Copio un fragmento de lo que dice la Wilkipedia sobre la palabra disciplina:
“La disciplina significa instruir a una persona o animal a tener un determinado código de conducta u orden. En el campo del desarrollo del niño, la disciplina se refiere a los métodos de formación del carácter y de la enseñanza de auto-control y de un comportamiento aceptable, por ejemplo, enseñar a un niño a lavarse sus manos antes de las comidas”.
También dice lo siguiente sobre el disciplinador:
“… una persona que impone orden”.
Y para acabar de pegar fragmentos selecciono uno que hace referencia a los castigos asociados a la disciplina:
“… por lo general el término "disciplina" tiene una connotación negativa. Esto se debe a la necesidad de mantener el orden - es decir, que las instrucciones de garantizarlo se lleven a cabo. El orden es a menudo regulado a través del castigo”.
Toda esta introducción es para decir que creo necesaria la disciplina a la hora de educar a un niño; y que hace falta alguien que ponga orden en la vida de ese niño; y que además se puede hacer sin apenas recurrir a los castigos que, me temo, es lo que se nos viene a la cabeza cuando pensamos en disciplinar a un niño.

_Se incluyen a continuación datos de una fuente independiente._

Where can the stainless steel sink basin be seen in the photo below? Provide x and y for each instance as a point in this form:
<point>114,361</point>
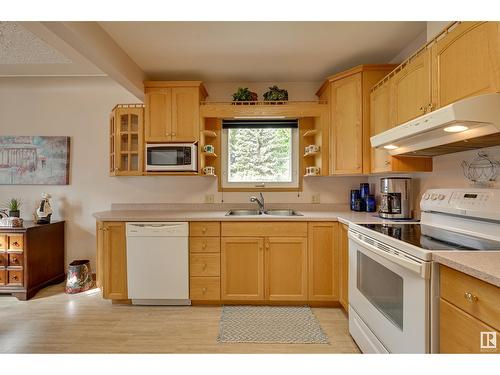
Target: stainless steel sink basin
<point>268,212</point>
<point>243,213</point>
<point>283,213</point>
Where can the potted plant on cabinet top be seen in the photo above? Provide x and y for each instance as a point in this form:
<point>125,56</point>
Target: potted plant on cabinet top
<point>13,206</point>
<point>243,94</point>
<point>275,94</point>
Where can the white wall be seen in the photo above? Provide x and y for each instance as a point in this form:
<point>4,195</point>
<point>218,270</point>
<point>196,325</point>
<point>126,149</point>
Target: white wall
<point>79,108</point>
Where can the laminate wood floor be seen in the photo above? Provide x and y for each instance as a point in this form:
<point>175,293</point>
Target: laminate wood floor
<point>54,322</point>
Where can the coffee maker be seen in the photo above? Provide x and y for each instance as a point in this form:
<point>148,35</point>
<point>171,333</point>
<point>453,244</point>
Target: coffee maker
<point>396,199</point>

El arte de disciplinar a un niño: algunas sugerencias
1. Ten las antenas puestas para “cazar” a tu hijo haciendo algo bien y felicítale por lo que ha hecho, por ejemplo: “¡Vaya, qué bien has recogido tu cuarto! ¡Buen trabajo!”. Tu comentario es un premio para el niño que le motivará a repetir esa conducta.
2. Es mejor que le felicites por lo que hace y no por lo que es. Si le alabas como persona y comete un fallo, es probable que se avergüence de sí mismo y que llegue a pensar que es un desastre. Si alabas lo que ha hecho y en otra ocasión mete la pata es fácil ayudarle a enmendar ese error de comportamiento sin que se sienta avergonzado.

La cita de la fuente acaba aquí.